Sindh has become a climate hotspot.
Between 1951-2000, annual precipitation increased in coastal areas. According to UNEP, Pakistan is among the countries most vulnerable to rising sea levels. Karachi’s sea level has risen at a faster rate between 1993-2010 than in the entire period up to that point since 1856. This leads to saline-water intrusion in coastal areas and marine ecosystems, land erosion, flooding, inundation, salinisation of water supplies, and a negative impact on agriculture and fishing. The Indus is ranked third among the world’s most at-risk deltas.
In short, all Sindh’s eco-agricultural zones are in the grip of this slow onset, though its policymakers have yet to fully grasp this. Clearly, the rate of return on decades of annual development plans (ADP) does not justify business as usual. Sindh therefore needs to develop an investment plan for the short to medium term:
First, develop an adaptation plan with district- and tehsil-level projects. The National Climate Change Policy has already identified areas of adaptation. ADPs need to align with provincial and local adaptation needs. Business as usual will only further expose urban and rural populations to risk.

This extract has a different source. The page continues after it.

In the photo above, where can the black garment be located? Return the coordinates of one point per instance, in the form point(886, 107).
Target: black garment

Second, focus on resilience instead of adaptation alone, which is a more precise concept in the international climate lexicon. It can open up new investments in climate-resilient urban and rural development; propel Sindh towards new economic activities like integrated coastal area planning, saline agriculture, brackish water fisheries and domestic ecotourism; and enable new public-private partnerships, as resilience is more measureable for international climate finance.
Third, establish an insurance or risk transfer fund based on ‘loss and damage’. Deeply contested in climate negotiations between developed and developing countries, the concept goes beyond adaptation to reflect the loss of coastal areas, heritage sites or even culture due to climate-induced disasters. This will create a safety net for its victims.
Fourth, lay the foundation for a new climate economy that seeks economic development and climate risk mitigation by focusing on five central areas of Sindh’s economy: energy, cities, food and land use, water, and industry. Transformational change in these systems with private investments and climate-smart technologies can help create a people-centred growth model.
Given the present tight fiscal space, Sindh has no option but to attract finances for climate-smart infrastructure, promote innovation and transparency, and engage with local stakeholders.
The writer is an expert on climate change and development.